The last thing is we have to be clear about what we, the Muslim community, want in America. And let me just be clear one more time…since I’m already in trouble. I might have to test my Philly [self-defense] skills on the way out. (Laughter in the audience)
We have to make something clear: we want a dignified existence as American Muslims. We will not see progress in America by trying to replicate any country in the Muslim world. They think we want to bring Baghdad, or Karachi, or wherever, here. We are Muslims here. We want a dignified existence here. And we are going to interpret our religion in light of the realities, the challenges and the opportunities that confront us here. This is what we want in America. We’ve got to be clear about that.
The third thing that we have to have if we’re going to amass any power: economic, political, social-cultural, we have to have adab…we have to have etiquette. We are not going to wake up tomorrow morning and all of a sudden all of us are going to agree 100 percent on virtually anything. We have to have disagreement, because disagreement is the mechanism through which the best ideas come to the fore; but we must disagree with civility. We must at all costs, as a Muslim community…we must avoid the politics of personal destruction.
Just because I voice an opinion with which you disagree, you can disagree with it; you can attack the opinion, but don’t try to destroy me. Because when you try to destroy me, I start bleeding internally; and when I start bleeding internally, when the next issue comes about I can’t come and offer my hand to you, because I’m bleeding internally – you’ve alienated me. We have to be careful about this alienation. And by the way that means we’ve got to open up, brothers and sisters.
There are a lot of Muslims out there who believe in La ilaha illalah (No God but One God), Mohammedan Rasululah (Mohammed is His Messenger), and they believe in The Last Day [of divine judgment], but they may not be on the level that we think they should be on. They are still our brothers and our sisters. We have to recognize this, and deal with them as such.
My closing remarks are the following, let me just share this with you as something to put on your mind. “The conscious and intelligent manipulation of the organized habits and opinions of the masses is an important element in any democratic society. Those who manipulate this unseen mechanism of society constitute an invisible government, which is the true ruling power of the society.” This was written by the founder of propaganda, Edward Bernays.
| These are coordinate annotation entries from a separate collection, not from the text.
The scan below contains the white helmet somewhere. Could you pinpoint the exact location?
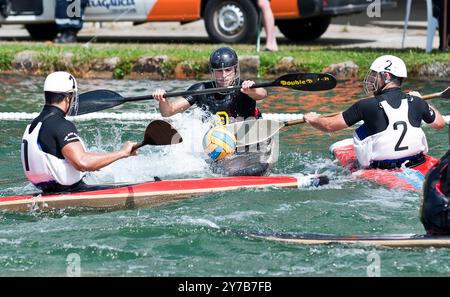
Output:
[370,55,407,77]
[44,71,78,116]
[44,71,78,93]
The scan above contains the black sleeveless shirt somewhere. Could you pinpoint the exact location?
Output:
[184,81,261,119]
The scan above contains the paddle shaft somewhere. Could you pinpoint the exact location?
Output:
[124,82,276,102]
[283,88,450,127]
[131,141,145,152]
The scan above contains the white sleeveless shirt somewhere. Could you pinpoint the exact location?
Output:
[353,98,428,167]
[21,122,85,186]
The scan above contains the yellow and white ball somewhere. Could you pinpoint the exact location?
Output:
[203,126,236,161]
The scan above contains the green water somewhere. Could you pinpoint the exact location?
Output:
[0,76,450,276]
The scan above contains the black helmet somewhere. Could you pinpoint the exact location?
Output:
[209,47,239,70]
[209,47,240,87]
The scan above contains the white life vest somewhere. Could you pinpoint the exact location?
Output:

That’s what’s standing up against us. And that’s why we have to acquire power, because that mentality won’t listen to reason alone.
We’ve got to get unified; and we cannot mistake unity for uniformity; it’s not the same. We have to get unified, and we have to do it now. Let me close with a statement by Martin Luther King:
“In this conundrum of life and history there’s such a thing as being too late. Procrastination is the thief of all time. Life often leaves us standing bare, naked and rejected, with a lost opportunity. The tide in the affairs of men does not remain at the flood. We may cry out desperately for time to pause in her passage, but time is deaf to every plea. Over the bleached bones and jumbled residue of numerous civilizations are written the pathetic words, too late.”
Let us unite in mind, in heart, in body and spirit. Let us unite as a Muslim community…before it’s too late!